A new research paper from GAIR-NLP introduces PC Agent-E, an efficient agent training framework that significantly reduces the data requirements for developing computer use agents.

Key Results

Starting with only 312 human-annotated computer use trajectories, the team augmented this small dataset by synthesizing diverse alternative action decisions using Claude 3.7 Sonnet. When trained on these enriched trajectories, PC Agent-E achieved a 141% relative improvement on the WindowsAgentArena-V2 benchmark.

More significantly, the model surpassed Claude 3.7 Sonnet by 10% on the same benchmark—a substantial margin given that it was trained on data synthesized from Claude 3.7 Sonnet itself.

Training Methodology

The framework combines two approaches:

  1. Human demonstrations: 312 manually-annotated trajectories capturing diverse computer use patterns
  2. AI data synthesis: Automated generation of alternative action decisions using Claude 3.7 Sonnet to create trajectory diversity without manual annotation

This hybrid approach proved more effective than either component alone. The method significantly outperformed direct distillation from Claude 3.7 Sonnet, indicating that the synthetic data augmentation strategy creates qualitatively different learning signals than simple model distillation.

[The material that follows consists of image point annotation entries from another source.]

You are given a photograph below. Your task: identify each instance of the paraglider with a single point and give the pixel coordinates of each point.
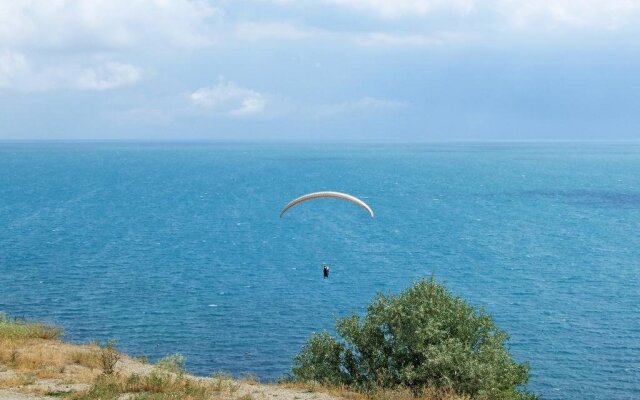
(318, 195)
(335, 195)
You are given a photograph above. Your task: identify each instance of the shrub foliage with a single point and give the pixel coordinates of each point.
(423, 338)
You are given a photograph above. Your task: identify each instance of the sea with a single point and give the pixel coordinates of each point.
(179, 248)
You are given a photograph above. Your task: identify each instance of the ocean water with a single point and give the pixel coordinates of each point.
(179, 247)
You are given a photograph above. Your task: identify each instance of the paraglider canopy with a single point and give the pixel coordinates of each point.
(318, 195)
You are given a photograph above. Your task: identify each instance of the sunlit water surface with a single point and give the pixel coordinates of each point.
(179, 248)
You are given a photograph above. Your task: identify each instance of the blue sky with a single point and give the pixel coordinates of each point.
(321, 70)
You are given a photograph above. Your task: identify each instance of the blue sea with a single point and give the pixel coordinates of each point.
(179, 247)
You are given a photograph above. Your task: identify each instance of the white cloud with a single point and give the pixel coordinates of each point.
(17, 73)
(109, 76)
(228, 98)
(607, 14)
(483, 15)
(274, 30)
(73, 25)
(364, 105)
(402, 8)
(384, 39)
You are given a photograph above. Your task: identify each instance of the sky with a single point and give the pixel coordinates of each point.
(320, 70)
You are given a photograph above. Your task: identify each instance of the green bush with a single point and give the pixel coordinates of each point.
(172, 363)
(423, 338)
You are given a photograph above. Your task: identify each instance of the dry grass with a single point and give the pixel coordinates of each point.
(50, 359)
(18, 329)
(16, 380)
(156, 386)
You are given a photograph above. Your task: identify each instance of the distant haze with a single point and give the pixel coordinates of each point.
(324, 70)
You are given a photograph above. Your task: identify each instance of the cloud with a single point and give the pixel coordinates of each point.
(384, 39)
(109, 76)
(274, 30)
(364, 105)
(230, 99)
(492, 15)
(610, 14)
(71, 25)
(19, 74)
(403, 8)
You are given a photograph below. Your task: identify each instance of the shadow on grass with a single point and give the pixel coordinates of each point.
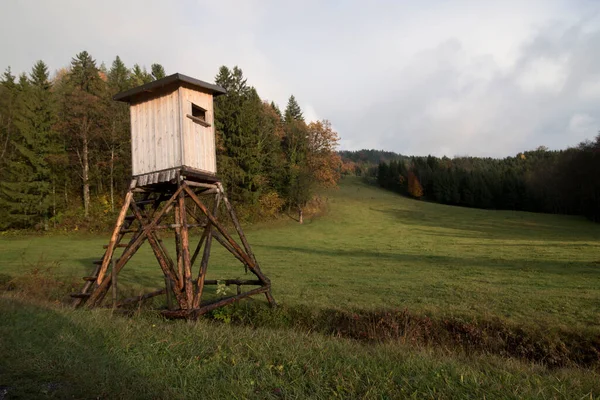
(45, 354)
(552, 267)
(496, 224)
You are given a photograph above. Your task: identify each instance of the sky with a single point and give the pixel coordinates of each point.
(454, 78)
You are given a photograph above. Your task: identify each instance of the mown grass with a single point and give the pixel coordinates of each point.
(61, 353)
(372, 253)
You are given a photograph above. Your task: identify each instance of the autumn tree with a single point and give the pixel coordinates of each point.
(158, 72)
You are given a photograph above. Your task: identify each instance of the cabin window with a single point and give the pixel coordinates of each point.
(198, 115)
(198, 112)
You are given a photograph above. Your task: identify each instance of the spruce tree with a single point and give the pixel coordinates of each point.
(26, 189)
(293, 111)
(158, 72)
(118, 76)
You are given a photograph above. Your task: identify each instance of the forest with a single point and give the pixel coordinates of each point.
(559, 182)
(65, 149)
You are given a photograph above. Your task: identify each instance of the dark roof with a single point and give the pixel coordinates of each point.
(175, 78)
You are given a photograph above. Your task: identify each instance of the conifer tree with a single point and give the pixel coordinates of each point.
(158, 72)
(82, 114)
(293, 111)
(118, 76)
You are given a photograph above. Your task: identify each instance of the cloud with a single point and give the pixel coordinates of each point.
(443, 78)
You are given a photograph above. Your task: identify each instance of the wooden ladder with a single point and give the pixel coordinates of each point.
(125, 222)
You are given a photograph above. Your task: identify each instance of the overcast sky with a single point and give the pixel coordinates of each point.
(480, 78)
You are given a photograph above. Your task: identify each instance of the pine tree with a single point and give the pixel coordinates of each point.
(118, 76)
(82, 115)
(414, 186)
(293, 111)
(140, 76)
(26, 189)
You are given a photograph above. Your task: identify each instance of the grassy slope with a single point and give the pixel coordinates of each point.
(373, 250)
(377, 249)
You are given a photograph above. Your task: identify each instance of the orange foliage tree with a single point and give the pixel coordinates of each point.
(323, 160)
(414, 186)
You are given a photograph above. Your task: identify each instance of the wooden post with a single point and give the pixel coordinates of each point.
(206, 254)
(178, 248)
(169, 290)
(113, 239)
(185, 249)
(113, 273)
(99, 293)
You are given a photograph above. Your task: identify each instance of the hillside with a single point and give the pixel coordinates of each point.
(533, 276)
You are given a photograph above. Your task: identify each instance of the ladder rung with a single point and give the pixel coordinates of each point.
(99, 262)
(144, 202)
(80, 295)
(121, 245)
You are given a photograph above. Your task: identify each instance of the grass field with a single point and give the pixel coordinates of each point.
(372, 251)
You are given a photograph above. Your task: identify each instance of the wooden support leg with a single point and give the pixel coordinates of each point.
(99, 293)
(185, 250)
(206, 255)
(178, 248)
(113, 239)
(169, 290)
(113, 272)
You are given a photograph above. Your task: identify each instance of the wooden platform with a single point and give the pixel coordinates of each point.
(170, 176)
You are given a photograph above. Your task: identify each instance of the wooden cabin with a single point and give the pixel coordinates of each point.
(172, 129)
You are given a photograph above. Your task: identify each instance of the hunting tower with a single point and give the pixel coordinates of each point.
(174, 186)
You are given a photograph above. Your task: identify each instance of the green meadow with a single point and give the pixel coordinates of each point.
(370, 254)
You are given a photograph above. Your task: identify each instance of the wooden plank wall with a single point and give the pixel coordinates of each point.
(199, 141)
(155, 134)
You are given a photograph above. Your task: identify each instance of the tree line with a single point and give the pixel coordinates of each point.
(65, 145)
(561, 182)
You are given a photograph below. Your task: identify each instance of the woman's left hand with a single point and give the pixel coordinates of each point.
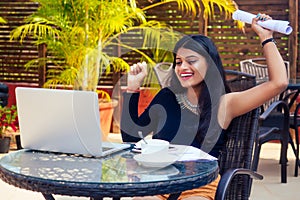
(263, 33)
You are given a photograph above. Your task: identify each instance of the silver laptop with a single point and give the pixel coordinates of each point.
(65, 121)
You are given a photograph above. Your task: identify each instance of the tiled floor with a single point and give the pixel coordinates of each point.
(269, 188)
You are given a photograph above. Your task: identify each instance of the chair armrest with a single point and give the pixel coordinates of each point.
(274, 106)
(227, 178)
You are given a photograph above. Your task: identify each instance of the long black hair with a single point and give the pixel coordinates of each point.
(212, 87)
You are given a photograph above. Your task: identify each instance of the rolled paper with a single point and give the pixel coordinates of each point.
(274, 25)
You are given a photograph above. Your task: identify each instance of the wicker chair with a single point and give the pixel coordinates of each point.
(274, 118)
(236, 157)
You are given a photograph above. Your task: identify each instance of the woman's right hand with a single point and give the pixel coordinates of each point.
(136, 76)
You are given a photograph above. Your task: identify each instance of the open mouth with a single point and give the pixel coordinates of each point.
(186, 75)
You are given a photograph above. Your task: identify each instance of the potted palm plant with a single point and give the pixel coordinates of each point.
(8, 123)
(79, 33)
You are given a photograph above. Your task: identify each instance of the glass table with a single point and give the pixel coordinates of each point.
(116, 176)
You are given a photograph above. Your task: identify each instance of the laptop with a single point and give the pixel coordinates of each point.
(59, 120)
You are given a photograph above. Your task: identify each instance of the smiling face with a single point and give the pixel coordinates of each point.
(190, 68)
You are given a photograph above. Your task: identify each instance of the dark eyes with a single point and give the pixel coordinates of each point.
(190, 62)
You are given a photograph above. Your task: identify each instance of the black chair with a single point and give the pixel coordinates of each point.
(235, 160)
(295, 124)
(3, 94)
(236, 157)
(274, 118)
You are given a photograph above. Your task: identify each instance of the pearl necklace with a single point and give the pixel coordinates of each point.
(186, 104)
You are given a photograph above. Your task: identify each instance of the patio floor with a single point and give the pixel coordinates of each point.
(269, 188)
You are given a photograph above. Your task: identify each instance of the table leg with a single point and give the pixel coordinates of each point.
(48, 196)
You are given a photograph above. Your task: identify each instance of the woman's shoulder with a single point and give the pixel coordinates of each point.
(166, 95)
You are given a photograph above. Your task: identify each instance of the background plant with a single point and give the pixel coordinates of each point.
(8, 119)
(77, 33)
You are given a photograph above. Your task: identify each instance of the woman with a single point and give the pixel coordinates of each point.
(198, 107)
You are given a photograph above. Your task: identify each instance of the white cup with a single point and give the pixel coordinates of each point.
(156, 146)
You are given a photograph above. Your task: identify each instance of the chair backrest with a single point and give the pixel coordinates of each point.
(162, 71)
(238, 149)
(258, 67)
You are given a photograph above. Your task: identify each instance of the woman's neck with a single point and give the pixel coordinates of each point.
(193, 95)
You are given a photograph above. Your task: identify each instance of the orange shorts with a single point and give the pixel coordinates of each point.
(208, 191)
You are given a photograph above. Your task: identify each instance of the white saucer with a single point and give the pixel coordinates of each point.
(154, 160)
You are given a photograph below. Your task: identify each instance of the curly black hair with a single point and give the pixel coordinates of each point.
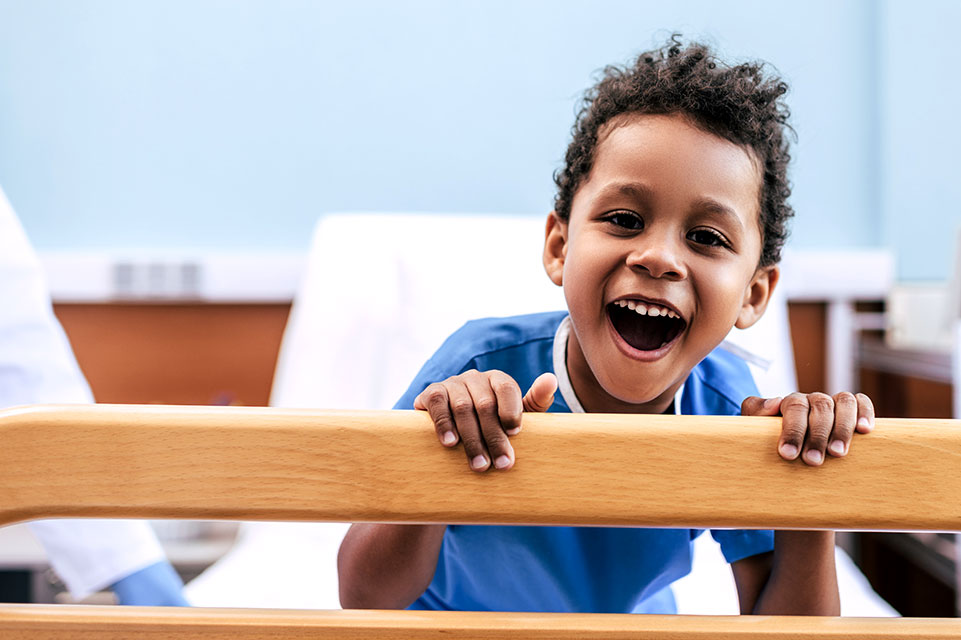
(742, 104)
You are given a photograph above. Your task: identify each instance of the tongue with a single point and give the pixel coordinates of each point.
(641, 332)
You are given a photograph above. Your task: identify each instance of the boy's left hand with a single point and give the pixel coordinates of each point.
(815, 423)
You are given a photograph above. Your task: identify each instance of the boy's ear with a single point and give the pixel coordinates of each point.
(757, 295)
(555, 248)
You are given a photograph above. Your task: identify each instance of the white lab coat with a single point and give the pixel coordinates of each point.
(37, 366)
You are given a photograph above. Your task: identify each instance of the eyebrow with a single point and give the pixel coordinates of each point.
(631, 189)
(640, 190)
(713, 206)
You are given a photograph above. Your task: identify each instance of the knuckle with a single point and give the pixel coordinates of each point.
(846, 400)
(510, 421)
(462, 407)
(485, 406)
(472, 444)
(504, 387)
(794, 402)
(821, 402)
(496, 440)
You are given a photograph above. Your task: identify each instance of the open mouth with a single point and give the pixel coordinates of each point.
(645, 326)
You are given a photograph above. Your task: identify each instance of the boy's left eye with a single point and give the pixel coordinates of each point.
(707, 237)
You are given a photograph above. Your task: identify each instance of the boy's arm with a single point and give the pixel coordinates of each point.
(797, 578)
(387, 566)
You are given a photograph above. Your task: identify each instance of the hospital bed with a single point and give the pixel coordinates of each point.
(580, 469)
(380, 293)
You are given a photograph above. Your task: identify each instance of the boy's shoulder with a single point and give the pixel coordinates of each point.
(491, 334)
(487, 336)
(521, 346)
(720, 382)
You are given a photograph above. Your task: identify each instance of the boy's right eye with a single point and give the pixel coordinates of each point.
(625, 220)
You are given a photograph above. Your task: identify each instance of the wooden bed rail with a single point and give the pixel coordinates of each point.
(378, 466)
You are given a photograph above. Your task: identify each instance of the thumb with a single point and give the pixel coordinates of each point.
(754, 406)
(541, 394)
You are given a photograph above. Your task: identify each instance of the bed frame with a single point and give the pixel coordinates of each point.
(377, 466)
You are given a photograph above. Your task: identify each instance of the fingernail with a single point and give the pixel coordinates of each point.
(788, 451)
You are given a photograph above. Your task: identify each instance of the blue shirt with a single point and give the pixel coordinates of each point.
(569, 569)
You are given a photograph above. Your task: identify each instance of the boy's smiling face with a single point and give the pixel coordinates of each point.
(658, 260)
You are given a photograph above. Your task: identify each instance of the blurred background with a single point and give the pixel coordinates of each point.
(169, 161)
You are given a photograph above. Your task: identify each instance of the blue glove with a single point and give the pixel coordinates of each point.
(155, 586)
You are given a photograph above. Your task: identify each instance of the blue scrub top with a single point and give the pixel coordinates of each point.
(569, 569)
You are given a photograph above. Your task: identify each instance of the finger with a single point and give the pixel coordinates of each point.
(509, 402)
(485, 407)
(462, 407)
(845, 416)
(540, 396)
(795, 409)
(755, 406)
(865, 414)
(820, 424)
(437, 403)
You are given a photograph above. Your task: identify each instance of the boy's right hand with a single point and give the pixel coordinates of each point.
(483, 408)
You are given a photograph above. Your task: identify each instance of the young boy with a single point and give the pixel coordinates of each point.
(669, 219)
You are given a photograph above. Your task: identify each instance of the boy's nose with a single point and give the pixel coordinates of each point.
(659, 257)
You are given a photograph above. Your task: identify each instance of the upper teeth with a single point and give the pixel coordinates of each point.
(647, 309)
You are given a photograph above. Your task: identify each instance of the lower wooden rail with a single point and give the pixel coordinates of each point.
(49, 622)
(608, 470)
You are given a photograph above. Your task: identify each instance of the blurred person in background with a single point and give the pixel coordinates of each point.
(37, 366)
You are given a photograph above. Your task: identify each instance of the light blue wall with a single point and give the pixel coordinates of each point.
(232, 125)
(921, 132)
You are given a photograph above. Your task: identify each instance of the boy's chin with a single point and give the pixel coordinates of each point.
(641, 400)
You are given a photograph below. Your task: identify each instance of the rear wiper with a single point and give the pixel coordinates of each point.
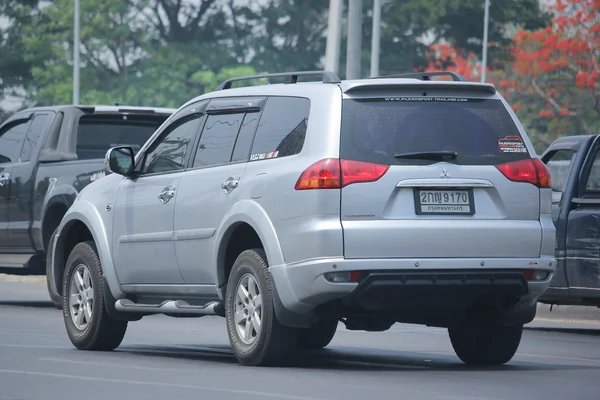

WindowsAgentArena-V2 Benchmark

The researchers also released an improved version of WindowsAgentArena, which they used to evaluate their model. This benchmark appears designed specifically to measure computer use agent performance on Windows environments.

Implications

The 141% improvement metric and the ability to exceed Claude 3.7 Sonnet's performance with minimal human data suggest that trajectory diversity—rather than raw quantity of demonstrations—may be the critical factor in agent training. By leveraging a capable model to generate alternative decision paths through the same states, the framework effectively multiplies the information content of limited human annotations.

The authors have released code, data, and models publicly on GitHub at https://github.com/GAIR-NLP/PC-Agent-E.

What This Means

This research addresses a fundamental bottleneck in agent development: the cost of collecting large-scale human demonstrations. By showing that strategic data augmentation can exceed the performance of the augmentation source model itself, it provides a practical pathway for building capable computer use agents with limited human annotation budgets. The method's efficiency could accelerate development of agents for automation tasks, though the 312-trajectory baseline remains relatively small and results are benchmark-specific.